Conversational Writing Builds Relationships
Talk with your audience, not at them. Imagine you’re at a lunch meeting, having a conversation. Would you use a bunch of fancy terms, speaking formally and like you’re on autopilot? Or would you use terms you know the person you’re with understands—more casual and personable?
If your buyers are with the 40+ year old business crowd, you may not want to use ‘rizz is on fleek.’ Instead, go for something like ‘a very attractive offer.’ It’s all about hitting the right note with your specific crowd.
And don’t forget to tackle the questions that matter to your target audience. If you’re in the food and beverage industry, stay with industry-specific topics like up-and-coming automation tools, not what the most purchased plungers in restaurants are.
Use Appropriate Language for The Reader
The language you use will vary depending on the demographics you’re targeting, but how you engage your buyers and employ your brand voice and tone will set the precedence for how your conversations are expected to go beyond the content on your website.
We have 10 to 20 seconds to make a connection before the buyer leaves our website to go to another. Think of websites as our storefronts and the content as our showroom. How we present it will determine whether our buyers invest in what we are selling or choose a competitor.
Write how you engage in person and follow these tips:
- Engage the reader in the conversation by using terms that include them like ‘we’ or ‘our’ when possible.
- Keep it honest and straightforward. You have a limited amount of time before you lose the buyer’s focus; don’t waste it.
- Keep the language at an appropriate reading level.
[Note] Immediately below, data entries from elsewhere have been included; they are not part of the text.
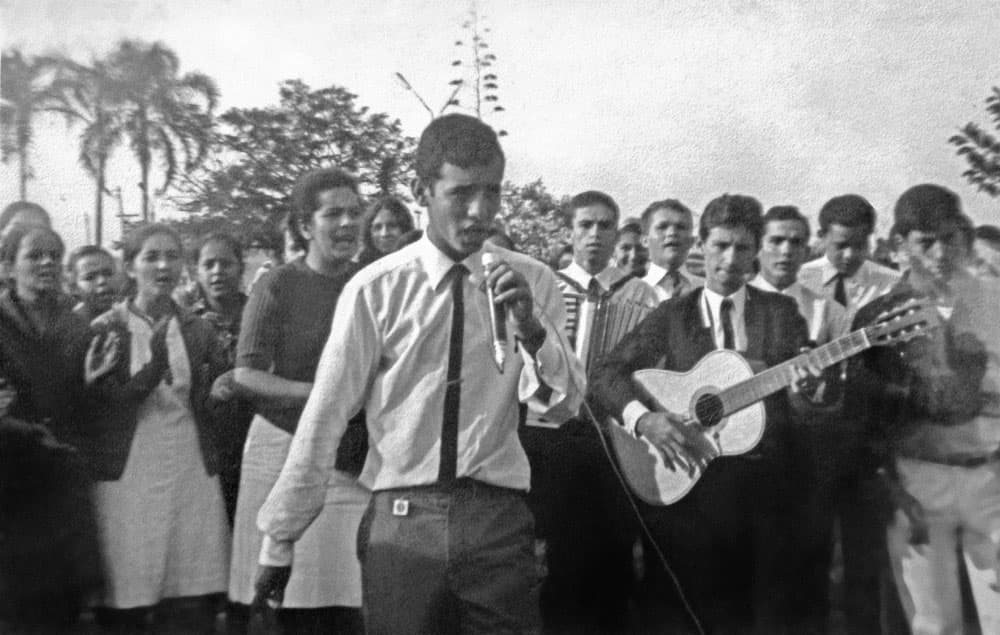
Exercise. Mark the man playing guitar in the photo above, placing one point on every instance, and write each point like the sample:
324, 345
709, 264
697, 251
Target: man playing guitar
724, 539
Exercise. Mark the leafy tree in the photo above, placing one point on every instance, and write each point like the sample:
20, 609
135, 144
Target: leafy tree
246, 184
163, 114
88, 96
534, 218
981, 149
26, 88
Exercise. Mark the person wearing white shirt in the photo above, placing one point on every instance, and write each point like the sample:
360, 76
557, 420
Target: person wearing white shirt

If industry-specific terms or abbreviations are used, clarify them so that all readers understand the content and no one feels left out. Negative feelings are never good, especially when we might be the ones creating them.
If our audience finds our content helpful and we follow search algorithm best practices, then the content will rank—even when faced with algorithm updates. The most important person to search algorithms like Google will always be the user.